Au rythme actuel, l’équivalent de la surface d’un département français est artificialisé tous les sept ans. Cela signifie que ces terres agricoles sont accaparées par des routes, des zones commerciales ou industrielles ou encore des lotissements. Les communes rurales captent en effet près du tiers des constructions de logements individuels : une part qui croît depuis vingt ans. Quant aux logements collectifs, s’ils restent plus ancrés dans les aires urbaines, ils sont construits désormais davantage dans les couronnes périurbaines que dans les centres-ville.

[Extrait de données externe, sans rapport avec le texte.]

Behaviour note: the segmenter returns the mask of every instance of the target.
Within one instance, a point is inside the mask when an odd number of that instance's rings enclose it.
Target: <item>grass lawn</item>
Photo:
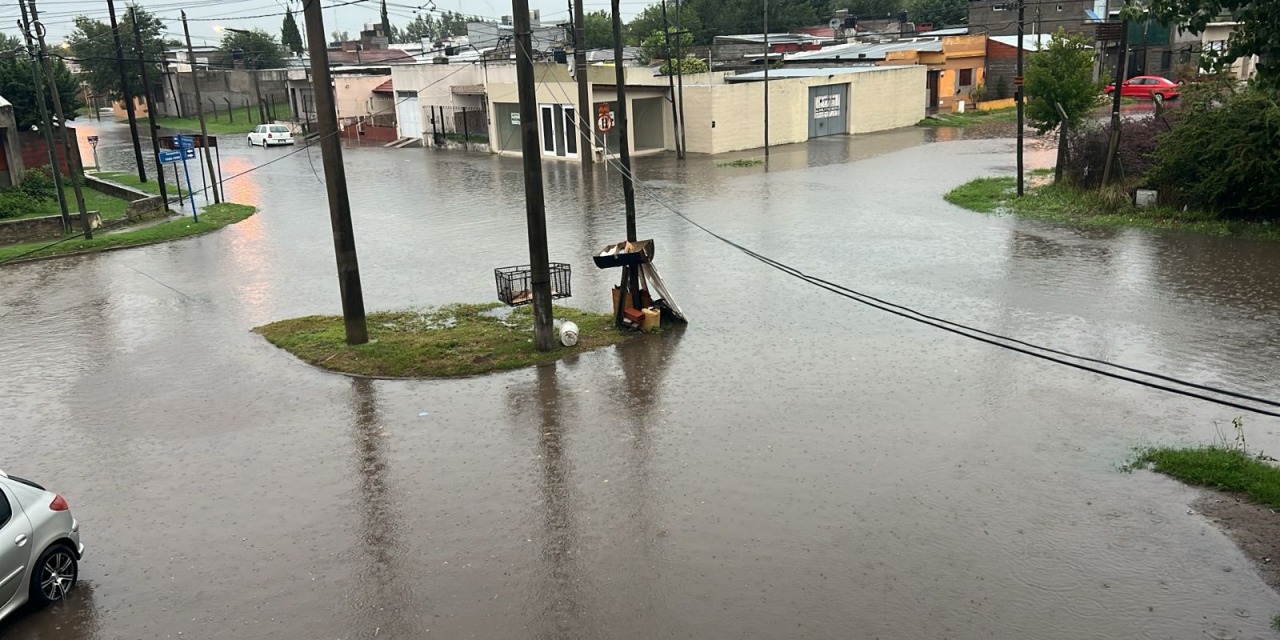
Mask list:
[[[425,311],[368,315],[368,344],[346,343],[341,316],[307,316],[254,329],[268,342],[322,369],[376,377],[444,378],[553,362],[618,344],[638,334],[619,331],[613,316],[556,307],[558,320],[578,325],[578,344],[542,353],[533,346],[529,307],[505,318],[498,303],[455,304]]]
[[[985,122],[1013,122],[1017,119],[1017,109],[993,109],[991,111],[966,111],[964,113],[938,113],[917,122],[916,126],[971,127]]]
[[[138,174],[136,173],[125,173],[123,171],[99,171],[92,175],[95,178],[102,178],[103,180],[109,180],[116,184],[122,184],[126,187],[133,187],[134,189],[144,193],[149,193],[153,196],[160,195],[160,185],[156,182],[154,175],[148,175],[146,182],[139,181]],[[169,186],[170,199],[176,197],[178,194],[178,186],[173,184],[173,181],[169,179],[171,175],[171,171],[165,173],[165,184]],[[186,189],[182,189],[181,191],[183,194],[187,192]]]
[[[204,122],[210,134],[249,133],[253,131],[254,127],[262,124],[258,122],[258,108],[252,105],[237,107],[230,111],[225,106],[218,105],[216,113],[213,109],[208,108],[208,101],[205,102],[205,107]],[[288,120],[293,117],[288,104],[277,104],[272,107],[272,111],[278,120]],[[186,118],[166,116],[157,118],[156,123],[165,129],[180,129],[192,133],[200,133],[200,119],[195,115]]]
[[[116,247],[132,247],[144,244],[156,244],[168,240],[177,240],[188,236],[200,235],[221,229],[248,218],[257,211],[256,208],[243,204],[212,204],[205,207],[200,214],[200,222],[192,222],[190,218],[171,220],[134,231],[108,233],[105,229],[96,230],[92,240],[79,236],[71,236],[63,242],[32,242],[0,247],[0,265],[11,260],[41,258],[68,253],[102,251]]]
[[[1280,466],[1239,448],[1147,449],[1130,466],[1146,465],[1187,484],[1242,493],[1258,504],[1280,509]]]
[[[1145,227],[1177,229],[1218,236],[1241,236],[1280,240],[1280,225],[1221,220],[1204,211],[1183,211],[1172,207],[1138,209],[1114,202],[1096,192],[1077,191],[1067,186],[1046,184],[1029,187],[1026,195],[1015,195],[1012,178],[978,178],[952,189],[947,202],[979,213],[1009,214],[1090,227]]]
[[[86,187],[84,183],[80,184],[81,191],[84,193],[84,207],[88,211],[97,211],[102,214],[103,221],[120,220],[124,218],[125,207],[129,206],[128,200],[113,198],[105,193],[94,191]],[[63,181],[62,192],[67,197],[67,210],[73,214],[79,213],[80,210],[76,205],[76,192],[71,188],[71,180]],[[20,216],[11,218],[3,218],[0,220],[22,220],[24,218],[39,218],[41,216],[60,216],[62,209],[58,206],[57,200],[46,200],[39,203],[39,206],[32,209],[30,213],[24,213]]]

Résultat : la distance moyenne des constructions neuves par rapport aux centres-ville s’établissait à 12 km en 2010 et continue d’augmenter dans presque toutes les grandes villes.

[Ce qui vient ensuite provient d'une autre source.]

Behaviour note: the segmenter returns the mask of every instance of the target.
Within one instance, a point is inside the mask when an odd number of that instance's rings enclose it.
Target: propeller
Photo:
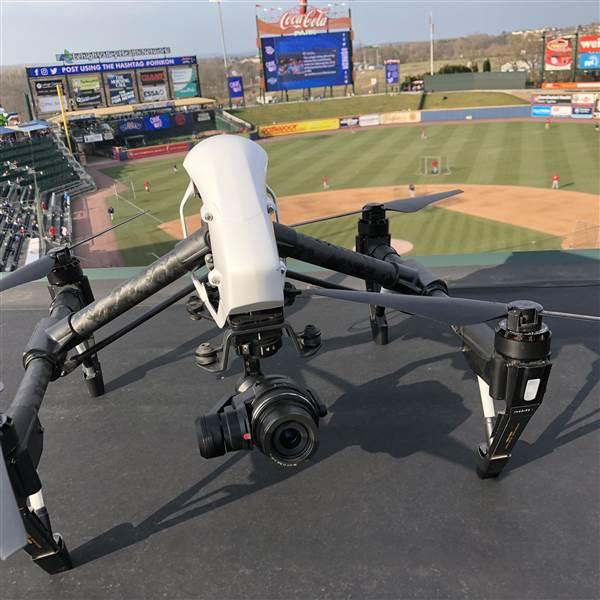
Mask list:
[[[0,558],[6,560],[27,543],[27,535],[13,488],[0,453]]]
[[[129,223],[142,215],[145,215],[148,211],[144,210],[139,212],[116,225],[111,225],[108,229],[104,229],[99,233],[95,233],[83,240],[79,240],[75,242],[71,246],[58,246],[53,248],[46,254],[46,256],[42,256],[37,260],[30,262],[22,266],[20,269],[16,271],[12,271],[11,273],[7,273],[0,279],[0,293],[9,290],[10,288],[17,287],[19,285],[23,285],[24,283],[30,283],[31,281],[37,281],[38,279],[43,279],[46,277],[50,271],[55,267],[57,263],[60,263],[62,257],[68,259],[70,257],[70,251],[73,248],[77,248],[78,246],[82,246],[83,244],[90,242],[91,240],[120,227],[121,225],[125,225],[125,223]]]
[[[54,256],[52,254],[47,254],[12,273],[8,273],[0,279],[0,292],[5,292],[18,285],[23,285],[24,283],[37,281],[38,279],[42,279],[42,277],[46,277],[46,275],[54,268],[54,262]]]
[[[383,202],[381,206],[384,210],[391,210],[393,212],[412,213],[433,204],[440,200],[445,200],[457,194],[462,194],[463,190],[450,190],[448,192],[440,192],[438,194],[429,194],[427,196],[417,196],[415,198],[401,198],[399,200],[391,200],[390,202]],[[310,225],[311,223],[321,223],[323,221],[329,221],[331,219],[338,219],[339,217],[348,217],[350,215],[357,215],[362,212],[362,208],[358,210],[351,210],[350,212],[339,213],[332,215],[331,217],[321,217],[319,219],[311,219],[310,221],[301,221],[300,223],[294,223],[292,227],[300,227],[301,225]]]
[[[487,300],[471,300],[452,296],[407,296],[404,294],[360,292],[350,290],[333,290],[309,288],[302,290],[303,296],[325,296],[336,300],[358,302],[374,306],[393,308],[407,315],[431,319],[446,325],[474,325],[507,316],[509,305]],[[542,311],[544,316],[564,319],[580,319],[584,321],[600,321],[593,315]]]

Cet étalement urbain a de nombreuses conséquences néfastes : il participe à la perte de terres agricoles de qualité, éloigne les habitants des centres et des services publics, allonge les temps de transport, favorise l’usage de la voiture et porte atteinte à la biodiversité.
LA VILLE, MORCEAU DE NATURE
Il faudrait donc plutôt densifier la ville. A condition toutefois de le faire d’une façon supportable pour les citadins et l’environnement. Couvrant désormais 8% du territoire national, les villes ne sont plus quantité négligeable pour la gestion globale de la biodiversité : les espèces végétales et animales doivent pouvoir transiter et s’implanter librement dans le tissu urbain. Ainsi, les trames vertes et bleues prévoient de préserver et parfois même restaurer des îlots de nature et des corridors écologiques dans les villes. Celles-ci sont d’ailleurs devenues, à certains égards, un milieu finalement plus favorable à nombre d’espèces que les campagnes exploitées sur un mode intensif. C’est le cas pour de nombreux insectes et oiseaux décimés par les pesticides.
Cette biodiversité concourt aussi à la sauvegarde des fonctions écologiques en milieu urbain : épuration de l’eau et de l’air, lutte contre les îlots de chaleur, amélioration du cadre de vie… Pour cela, il faut agir partout, localement, lors des opérations d’aménagement, de construction et de rénovation, dès la conception des projets. Toits et murs réellement végétalisés, modes de gestion écologique des eaux de pluie et des eaux usées, perméabilité des clôtures, gestion écologique des parcs et jardins, qualité des sols urbains, implantation d’abris et, bien sûr, utilisation de matériaux bio-sourcés tels que le bois, ou le béton de chanvre dans la construction : autant de microdécisions qui peuvent permettre à la ville d’être à la fois suffisamment dense pour permettre de résoudre la question du logement sans aggraver l’étalement urbain et d’être aussi une trame pleinement vivante et vivable. Bénéficier d’espaces verts dignes de ce nom par exemple pourrait convaincre les amoureux de la nature de rester en ville et de supporter l’habitat collectif.
CHANGER DE REGARD
Ces bonnes habitudes nécessitent un changement de regard des citadins et un renforcement des compétences des professionnels. Elles obligent en particulier à revenir sur la culture française du béton et, surtout, impliqueraient une démarche pensée en amont par les maîtres d’ouvrage. Or, la participation systématique d’un écologue – ou, à défaut, d’un paysagiste avisé – aux projets de constructions nouvelles reste un horizon lointain.
Le problème est d’autant plus aigu que l’affaire ne concerne pas seulement le neuf – qui ne représente que 1% du parc immobilier chaque année – mais surtout la rénovation de l’ancien. Rendre la ville transparente à la biodiversité tout en la construisant sur elle-même reste donc un véritable défi… Auquel s’attaquent toutefois de plus en plus de collectivités.